Tuesday, 18 February 2014

GENERATIONS APART


This is how my grandma was while granddad was alive

My parents were born into large families. In any household, there were at least 15 members. Visiting relatives often stayed for weeks or months. In those days, it was very difficult to manage expenditure, as the source of income was just one, and the commitments were many.
Therefore, no family member got to eat any food stuff all by themselves. When visitors bought mangoes, it cut into small portions, and all the family members got only four or five small pieces.
Children were not given priority. Most of them took curd rice and pickle to school, for lunch.
For dinner too, they had rice, while the elders had iddlies or dosa. Small portions were distributed to the eager children. These items were difficult to prepare, as the dough was ground manually. By the time I was born, our family had become nuclear. 
Since my parents had suffered endless sharing, they gave us the best they could.  Whenever they bought any eatable there was always enough and more. We always got full biscuit packets and full chocolate bars. We were not used to eating in small bit and pieces.
My paternal grandmother came from Delhi to visit us. She was 70 years old; I was six years old. Those days, in Delhi customers used to give flour, vanaspathi and sugar, to bakeries. The bakers would bake delicious biscuits. These were packed, in 5 kg tins. Any visitor from Delhi carried these biscuits to distribute to relatives. 
 My grandmother was a widow. As was the custom of her times, she was shorn, and wore a “pale orange cotton saree”, which was the widow’s uniform.
She finally settled in one corner of a room. Next to her were the steel trunk of clothes, and the biscuit tin. She mostly sat there, and even lay down there in the afternoon and night to sleep.
I was very much keen on eating the biscuits. I went to her with an eagerly out stretched palm. She gave me one biscuit. I ate it excitedly. I asked for one more. It was 9AM. She asked me to come at 4PM, for the next Biscuit. I went to her by 4PM. She gave me half a biscuit.

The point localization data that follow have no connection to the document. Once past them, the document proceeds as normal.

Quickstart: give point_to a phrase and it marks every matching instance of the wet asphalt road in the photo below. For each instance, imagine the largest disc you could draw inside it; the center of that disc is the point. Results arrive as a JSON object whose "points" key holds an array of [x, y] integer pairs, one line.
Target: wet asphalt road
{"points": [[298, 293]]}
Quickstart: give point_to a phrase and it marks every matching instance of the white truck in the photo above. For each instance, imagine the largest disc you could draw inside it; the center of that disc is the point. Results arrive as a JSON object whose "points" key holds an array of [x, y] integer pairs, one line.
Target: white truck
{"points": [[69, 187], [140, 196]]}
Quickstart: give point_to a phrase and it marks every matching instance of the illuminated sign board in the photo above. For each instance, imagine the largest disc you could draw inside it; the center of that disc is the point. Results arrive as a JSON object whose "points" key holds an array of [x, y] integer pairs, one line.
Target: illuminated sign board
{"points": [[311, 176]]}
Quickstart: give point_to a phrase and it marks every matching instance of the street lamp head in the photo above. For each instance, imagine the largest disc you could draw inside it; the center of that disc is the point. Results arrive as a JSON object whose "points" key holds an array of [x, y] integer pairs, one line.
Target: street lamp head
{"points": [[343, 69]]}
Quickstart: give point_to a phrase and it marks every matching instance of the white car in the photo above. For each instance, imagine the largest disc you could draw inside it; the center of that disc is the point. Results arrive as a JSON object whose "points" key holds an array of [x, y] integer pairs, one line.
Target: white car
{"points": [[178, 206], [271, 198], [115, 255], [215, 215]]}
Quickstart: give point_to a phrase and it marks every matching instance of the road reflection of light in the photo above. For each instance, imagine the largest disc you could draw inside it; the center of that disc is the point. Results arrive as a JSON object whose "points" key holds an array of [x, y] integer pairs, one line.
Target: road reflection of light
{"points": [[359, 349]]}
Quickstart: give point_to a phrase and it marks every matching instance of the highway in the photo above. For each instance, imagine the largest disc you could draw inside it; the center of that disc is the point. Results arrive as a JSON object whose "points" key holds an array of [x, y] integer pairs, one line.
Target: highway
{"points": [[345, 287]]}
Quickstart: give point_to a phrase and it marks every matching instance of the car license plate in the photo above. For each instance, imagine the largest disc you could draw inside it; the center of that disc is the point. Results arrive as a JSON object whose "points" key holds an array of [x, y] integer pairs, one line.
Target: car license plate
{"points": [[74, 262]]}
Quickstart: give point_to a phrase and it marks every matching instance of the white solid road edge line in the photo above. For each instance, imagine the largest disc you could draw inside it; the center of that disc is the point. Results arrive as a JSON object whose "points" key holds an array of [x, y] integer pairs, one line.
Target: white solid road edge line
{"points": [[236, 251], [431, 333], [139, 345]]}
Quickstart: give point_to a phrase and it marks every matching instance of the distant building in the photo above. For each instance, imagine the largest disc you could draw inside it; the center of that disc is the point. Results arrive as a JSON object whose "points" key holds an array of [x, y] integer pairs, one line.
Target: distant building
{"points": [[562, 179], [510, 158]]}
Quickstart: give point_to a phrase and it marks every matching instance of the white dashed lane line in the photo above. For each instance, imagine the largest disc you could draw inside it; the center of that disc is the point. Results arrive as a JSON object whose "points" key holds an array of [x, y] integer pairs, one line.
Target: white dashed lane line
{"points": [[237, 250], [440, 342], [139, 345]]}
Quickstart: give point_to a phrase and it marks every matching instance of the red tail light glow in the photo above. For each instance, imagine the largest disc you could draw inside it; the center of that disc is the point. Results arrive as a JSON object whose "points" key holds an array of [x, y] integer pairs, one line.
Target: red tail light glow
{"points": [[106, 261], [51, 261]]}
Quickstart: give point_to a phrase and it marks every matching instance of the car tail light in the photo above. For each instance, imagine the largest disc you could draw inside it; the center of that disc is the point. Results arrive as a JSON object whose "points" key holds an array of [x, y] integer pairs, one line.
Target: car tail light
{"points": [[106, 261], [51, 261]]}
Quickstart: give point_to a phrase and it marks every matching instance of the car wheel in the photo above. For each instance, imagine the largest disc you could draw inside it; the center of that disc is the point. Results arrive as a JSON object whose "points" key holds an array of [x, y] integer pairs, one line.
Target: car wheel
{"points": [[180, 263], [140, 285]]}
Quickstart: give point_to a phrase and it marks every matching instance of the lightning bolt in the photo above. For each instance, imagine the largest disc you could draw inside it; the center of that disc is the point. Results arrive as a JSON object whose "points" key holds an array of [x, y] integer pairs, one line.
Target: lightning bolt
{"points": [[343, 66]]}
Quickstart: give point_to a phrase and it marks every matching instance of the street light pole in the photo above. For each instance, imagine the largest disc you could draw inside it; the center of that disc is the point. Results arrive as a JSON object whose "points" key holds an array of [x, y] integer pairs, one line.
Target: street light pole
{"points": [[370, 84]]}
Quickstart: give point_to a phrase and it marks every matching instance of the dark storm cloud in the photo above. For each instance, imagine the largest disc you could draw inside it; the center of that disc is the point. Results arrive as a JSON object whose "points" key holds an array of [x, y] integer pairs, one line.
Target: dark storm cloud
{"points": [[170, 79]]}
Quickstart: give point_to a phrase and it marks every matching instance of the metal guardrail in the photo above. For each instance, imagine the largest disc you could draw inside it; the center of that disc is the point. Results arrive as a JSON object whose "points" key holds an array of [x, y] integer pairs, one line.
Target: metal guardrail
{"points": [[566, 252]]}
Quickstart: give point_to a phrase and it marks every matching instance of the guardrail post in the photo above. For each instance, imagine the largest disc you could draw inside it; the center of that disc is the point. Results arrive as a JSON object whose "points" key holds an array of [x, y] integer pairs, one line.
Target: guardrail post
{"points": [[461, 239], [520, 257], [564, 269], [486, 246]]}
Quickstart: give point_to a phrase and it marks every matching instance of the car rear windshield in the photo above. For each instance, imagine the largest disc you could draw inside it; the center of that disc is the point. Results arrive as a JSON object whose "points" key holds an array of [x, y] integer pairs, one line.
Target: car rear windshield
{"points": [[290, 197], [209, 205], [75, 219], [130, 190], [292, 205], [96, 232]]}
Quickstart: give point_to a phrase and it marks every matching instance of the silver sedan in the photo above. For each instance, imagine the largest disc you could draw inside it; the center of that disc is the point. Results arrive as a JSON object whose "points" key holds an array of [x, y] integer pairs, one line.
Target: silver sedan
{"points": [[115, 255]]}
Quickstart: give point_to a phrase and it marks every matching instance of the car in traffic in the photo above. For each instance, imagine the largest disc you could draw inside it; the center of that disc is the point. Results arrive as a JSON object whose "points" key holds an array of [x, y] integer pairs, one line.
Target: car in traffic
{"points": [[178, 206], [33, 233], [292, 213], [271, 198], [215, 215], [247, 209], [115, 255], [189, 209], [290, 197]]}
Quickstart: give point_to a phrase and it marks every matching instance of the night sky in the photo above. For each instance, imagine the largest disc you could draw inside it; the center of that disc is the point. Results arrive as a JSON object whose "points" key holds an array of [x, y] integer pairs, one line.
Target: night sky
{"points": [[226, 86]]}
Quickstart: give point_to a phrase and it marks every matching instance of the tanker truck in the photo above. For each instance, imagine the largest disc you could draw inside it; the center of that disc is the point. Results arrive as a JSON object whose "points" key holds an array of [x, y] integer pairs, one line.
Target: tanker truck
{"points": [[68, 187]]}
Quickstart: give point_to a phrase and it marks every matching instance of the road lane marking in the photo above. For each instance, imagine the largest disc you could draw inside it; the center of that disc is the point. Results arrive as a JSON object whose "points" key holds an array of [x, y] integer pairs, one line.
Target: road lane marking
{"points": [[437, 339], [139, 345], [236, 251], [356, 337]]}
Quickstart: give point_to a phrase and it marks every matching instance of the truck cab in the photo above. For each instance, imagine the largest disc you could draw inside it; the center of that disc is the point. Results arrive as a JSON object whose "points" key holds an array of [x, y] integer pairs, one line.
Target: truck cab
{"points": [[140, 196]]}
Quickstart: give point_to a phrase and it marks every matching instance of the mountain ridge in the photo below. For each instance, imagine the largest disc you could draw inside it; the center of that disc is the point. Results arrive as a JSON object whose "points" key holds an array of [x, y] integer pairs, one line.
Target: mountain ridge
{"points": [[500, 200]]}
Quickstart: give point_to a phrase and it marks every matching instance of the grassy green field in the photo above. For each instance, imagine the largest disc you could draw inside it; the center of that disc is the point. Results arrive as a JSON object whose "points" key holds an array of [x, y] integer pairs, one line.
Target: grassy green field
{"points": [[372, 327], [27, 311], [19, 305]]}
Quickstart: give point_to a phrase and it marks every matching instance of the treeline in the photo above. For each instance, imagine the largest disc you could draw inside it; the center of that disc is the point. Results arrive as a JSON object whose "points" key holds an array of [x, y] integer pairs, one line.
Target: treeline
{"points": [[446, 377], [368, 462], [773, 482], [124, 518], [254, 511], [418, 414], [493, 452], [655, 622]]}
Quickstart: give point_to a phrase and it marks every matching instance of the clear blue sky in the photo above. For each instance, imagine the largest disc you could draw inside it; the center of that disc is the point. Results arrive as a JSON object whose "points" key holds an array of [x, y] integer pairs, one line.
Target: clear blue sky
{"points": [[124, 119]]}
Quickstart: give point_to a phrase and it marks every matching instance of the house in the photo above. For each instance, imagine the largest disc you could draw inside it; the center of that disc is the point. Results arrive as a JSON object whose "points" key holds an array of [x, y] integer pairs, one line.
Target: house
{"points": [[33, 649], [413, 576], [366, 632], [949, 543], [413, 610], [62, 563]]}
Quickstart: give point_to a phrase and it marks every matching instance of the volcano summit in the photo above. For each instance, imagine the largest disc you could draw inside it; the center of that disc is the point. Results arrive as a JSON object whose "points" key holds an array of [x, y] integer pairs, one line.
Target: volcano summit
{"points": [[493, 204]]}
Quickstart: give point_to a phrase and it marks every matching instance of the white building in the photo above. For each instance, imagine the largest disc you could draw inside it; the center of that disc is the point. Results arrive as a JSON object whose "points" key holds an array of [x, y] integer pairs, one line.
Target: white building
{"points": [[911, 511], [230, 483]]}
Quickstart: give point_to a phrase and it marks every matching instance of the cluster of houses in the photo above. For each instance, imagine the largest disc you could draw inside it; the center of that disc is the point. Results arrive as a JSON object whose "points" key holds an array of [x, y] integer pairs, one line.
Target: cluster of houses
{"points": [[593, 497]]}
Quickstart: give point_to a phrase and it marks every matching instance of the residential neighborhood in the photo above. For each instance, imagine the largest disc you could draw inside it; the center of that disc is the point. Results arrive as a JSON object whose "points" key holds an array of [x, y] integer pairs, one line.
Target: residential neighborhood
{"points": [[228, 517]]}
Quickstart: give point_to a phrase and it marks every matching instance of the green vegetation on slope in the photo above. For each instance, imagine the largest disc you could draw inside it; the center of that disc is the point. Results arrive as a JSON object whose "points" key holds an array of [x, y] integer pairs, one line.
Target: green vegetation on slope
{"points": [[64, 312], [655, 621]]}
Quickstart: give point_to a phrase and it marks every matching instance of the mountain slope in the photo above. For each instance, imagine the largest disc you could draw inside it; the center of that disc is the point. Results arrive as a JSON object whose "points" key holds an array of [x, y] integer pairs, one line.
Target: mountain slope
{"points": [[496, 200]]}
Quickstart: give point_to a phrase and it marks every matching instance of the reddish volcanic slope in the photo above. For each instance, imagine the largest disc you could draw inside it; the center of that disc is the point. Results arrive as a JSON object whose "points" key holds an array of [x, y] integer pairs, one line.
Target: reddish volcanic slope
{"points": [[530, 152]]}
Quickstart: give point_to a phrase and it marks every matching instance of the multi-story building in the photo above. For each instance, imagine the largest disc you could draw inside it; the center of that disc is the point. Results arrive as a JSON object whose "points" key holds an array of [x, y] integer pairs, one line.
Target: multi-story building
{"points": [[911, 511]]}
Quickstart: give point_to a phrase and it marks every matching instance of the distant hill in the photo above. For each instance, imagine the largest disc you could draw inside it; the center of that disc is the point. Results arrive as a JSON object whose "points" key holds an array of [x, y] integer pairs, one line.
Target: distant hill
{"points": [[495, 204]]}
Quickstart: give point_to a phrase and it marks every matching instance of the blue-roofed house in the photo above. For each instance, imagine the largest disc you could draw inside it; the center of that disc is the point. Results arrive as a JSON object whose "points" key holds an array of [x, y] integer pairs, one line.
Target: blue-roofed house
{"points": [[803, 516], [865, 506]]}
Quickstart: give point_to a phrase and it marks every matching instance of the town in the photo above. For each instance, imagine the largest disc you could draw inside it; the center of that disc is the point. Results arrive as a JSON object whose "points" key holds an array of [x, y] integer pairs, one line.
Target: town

I felt insulted. I was conditioned to eating biscuits in packets.   She was conditioned to give in bits. So it was a clash of upbringing.   With my eyes full of tears I threw the biscuit on her face, and said , “ I do not need your biscuits, grandma. You eat all of them.”
I ran wailing to my mother. My mother comforted me, and said, “Do not worry, I will take care. You need not go to her anymore.”
Every time, my grandma went to the washroom, my mom took 2 to 4 biscuits from the tin and silently gave them to me. I went to the next room and ate them with satisfaction.
My grandma could not understand why I never troubled her anymore for the biscuits. I fact she even begged me to have some. I refused nonchalantly, telling her to keep her biscuits.  
When she left for Delhi, she told my dad, that she had never seen such a stubborn child like me. Poor old lady, little did she know that my mom and I were accomplices in the heist.